Se la moneta di un paese a tende a svalutarsi e c’è l’impegno del cambio fisso, la banca centrale deve rafforzarla con tassi più alti e ricomprarsela, usando le riserve in valuta estera, anche se volesse, per esempio, crearne di più per finanziare gli investimenti. All’opposto se tende a rivalutarsi: deve crearne di più, comprare valuta estera, abbassare i tassi, anche se è preoccupata per una crescita eccessiva e inflazionistica.

Con i cambi flessibili c’è un grado di libertà in più per le autorità monetarie, che può essere prezioso ma può anche essere usato male. Gli anni Settanta e Ottanta videro politiche monetarie indisciplinate, tassi di inflazione alti, diversi, variabili, tassi di cambio instabili e incerti, tassi di interesse che rincorrevano le inflazioni e eccitavano speculazioni, violente manovre per cercar di stabilizzare i prezzi.

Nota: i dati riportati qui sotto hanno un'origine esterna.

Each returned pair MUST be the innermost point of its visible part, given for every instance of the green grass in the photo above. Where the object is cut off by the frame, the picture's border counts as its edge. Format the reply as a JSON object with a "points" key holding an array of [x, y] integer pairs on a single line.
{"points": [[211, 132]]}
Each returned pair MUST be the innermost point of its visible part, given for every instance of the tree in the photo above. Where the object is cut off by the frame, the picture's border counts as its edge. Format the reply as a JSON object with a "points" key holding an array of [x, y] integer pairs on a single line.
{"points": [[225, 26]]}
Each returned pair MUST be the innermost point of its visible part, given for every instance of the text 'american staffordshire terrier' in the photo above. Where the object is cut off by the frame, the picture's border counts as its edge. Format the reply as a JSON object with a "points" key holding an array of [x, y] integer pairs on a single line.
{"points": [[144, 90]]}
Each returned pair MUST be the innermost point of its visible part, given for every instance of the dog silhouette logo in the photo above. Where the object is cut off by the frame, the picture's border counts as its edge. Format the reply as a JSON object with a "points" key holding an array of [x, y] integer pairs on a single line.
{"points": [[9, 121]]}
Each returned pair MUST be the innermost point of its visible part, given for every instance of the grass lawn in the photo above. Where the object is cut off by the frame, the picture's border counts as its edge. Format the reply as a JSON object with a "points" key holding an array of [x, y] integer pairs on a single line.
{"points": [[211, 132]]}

Essersi liberati dalla gabbia dei cambi fissi che, per altro, non erano rigidamente fissi e avrebbero potuto essere aggiustati in modi coordinati e concordi, anche per affrontare le conseguenze dell’aumento dei prezzi del petrolio, ha portato disordine monetario, incertezze e speculazioni finanziarie, distorsione dei flussi commerciali e degli investimenti, costi per la crescita reale e per la stabilità. L’Europa ha saputo presto reagire, riducendo l’instabilità monetaria al suo interno: nel 1979 ha adottato un suo regime di cambi fissi intereuropei e nel 1999 la moneta unica.

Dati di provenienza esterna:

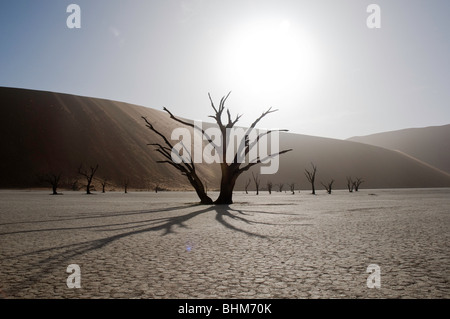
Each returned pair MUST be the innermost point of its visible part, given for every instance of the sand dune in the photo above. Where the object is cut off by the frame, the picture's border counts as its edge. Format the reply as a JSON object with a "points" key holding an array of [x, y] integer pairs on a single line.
{"points": [[428, 144], [45, 131]]}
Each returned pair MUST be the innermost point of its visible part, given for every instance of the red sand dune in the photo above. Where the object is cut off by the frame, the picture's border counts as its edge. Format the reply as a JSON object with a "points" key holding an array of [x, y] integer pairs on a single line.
{"points": [[52, 132]]}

Con i cambi flessibili il mondo è andato anche verso una rapida liberalizzazione della mobilità internazionale dei capitali che da un lato, con la speculazione, ha aumentato ancor più l’instabilità del valore delle monete e dall’altro ha finito per ridurre proprio quell’ "autonomia” delle politiche monetarie che poteva essere il portato positivo della fine di Bretton Woods.

Un Paese che voglia stimolare la propria economia con una politica monetaria più espansiva e un cambio più debole deve confrontarsi con i mercati finanziari internazionali: se non hanno fiducia nei suoi programmi possono esasperare la svalutazione della sua moneta. Mentre una politica monetaria che si fa restrittiva per combattere l’inflazione può portare a eccessi di rivalutazione del cambio.

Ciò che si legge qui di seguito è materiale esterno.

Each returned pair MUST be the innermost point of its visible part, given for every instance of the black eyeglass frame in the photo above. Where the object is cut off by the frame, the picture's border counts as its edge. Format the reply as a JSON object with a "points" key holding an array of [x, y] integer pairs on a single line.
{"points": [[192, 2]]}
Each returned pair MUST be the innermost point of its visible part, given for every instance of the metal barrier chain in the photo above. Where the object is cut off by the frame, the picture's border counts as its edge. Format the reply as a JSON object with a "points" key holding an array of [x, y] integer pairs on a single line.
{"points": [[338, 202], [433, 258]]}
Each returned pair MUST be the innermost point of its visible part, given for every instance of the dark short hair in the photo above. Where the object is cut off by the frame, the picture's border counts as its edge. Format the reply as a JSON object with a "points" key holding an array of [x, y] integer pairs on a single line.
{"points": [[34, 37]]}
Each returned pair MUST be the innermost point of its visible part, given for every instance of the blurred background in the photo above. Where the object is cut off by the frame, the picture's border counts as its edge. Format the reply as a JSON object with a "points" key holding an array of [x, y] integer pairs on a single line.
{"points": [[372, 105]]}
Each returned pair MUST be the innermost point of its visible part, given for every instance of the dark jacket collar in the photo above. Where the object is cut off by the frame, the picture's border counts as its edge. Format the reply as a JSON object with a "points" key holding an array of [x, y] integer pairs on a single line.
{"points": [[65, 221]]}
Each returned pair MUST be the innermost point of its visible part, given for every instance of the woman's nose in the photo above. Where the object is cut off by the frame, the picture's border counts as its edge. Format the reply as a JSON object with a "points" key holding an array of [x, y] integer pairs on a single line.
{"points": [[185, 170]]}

La mobilità dei capitali crea un ambiente di vasi rapidamente comunicanti: se a livello mondiale prevale l’abbondanza di liquidità, i singoli Paesi che cerchino di prosciugarne gli eccessi avranno difficoltà perché ogni aumento dei loro tassi di interesse attirerà fondi dall’estero. Viceversa, in un periodo di austerità monetaria, chi espande vede fuggire la moneta che crea.

Una nuova Bretton Woods?

All Tokyo evening newspapers give front page banners on President Nixon's latest step to defend the U.S. economy announced in a tv-radio speech. (AP Photo/Naokazu Oinuma)

Coi vasi comunicanti dei movimenti di capitali, i paesi monetariamente più potenti dominano le politiche monetarie degli altri. Gli Stati Uniti non hanno perso l’influenza che avevano sulle condizioni monetarie mondiali quando il dollaro era ufficialmente al centro del sistema di Bretton Woods. Sono loro anche oggi che guidano le sorti monetarie del mondo. Se si rafforzasse l’eurozona e crescesse l’importanza monetaria della Cina, la situazione sarebbe più controversa ma potrebbe diventare più instabile.

A meno che non si torni a una versione aggiornata dei “cambi fissi”: cioè un forte, esplicito, trasparente coordinamento delle politiche delle banche centrali, sia nel fissare i tassi di interesse e nel decidere la creazione di liquidità, mantenendo inflazione moderata e finanza stabile, sia nel regolare le attività globali degli intermediari bancari e finanziari, i loro rischi, la trasparenza e la correttezza delle loro operazioni, i loro sistemi di pagamento e i loro sviluppi digitali. Nulla osterebbe a chiamare “nuova Bretton Woods” questo maggior sforzo di coordinamento, che riconoscerebbe l’avvenuta globalizzazione finanziaria, andrebbe guidato dal G20, dovrebbe superare i mandati nazionali delle banche centrali obbligandole a tener conto delle ripercussioni mondiali delle loro decisioni nonché anche alle condizioni e alle esigenze delle economie emergenti e dei paesi sottosviluppati. Ma occorre vista lunga: Bretton Woods fu pensata fin dal 1942, quando infuriava la guerra mondiale e i banchieri centrali, per parlarsi, traversavano l’Atlantico rischiando non solo per le sue onde.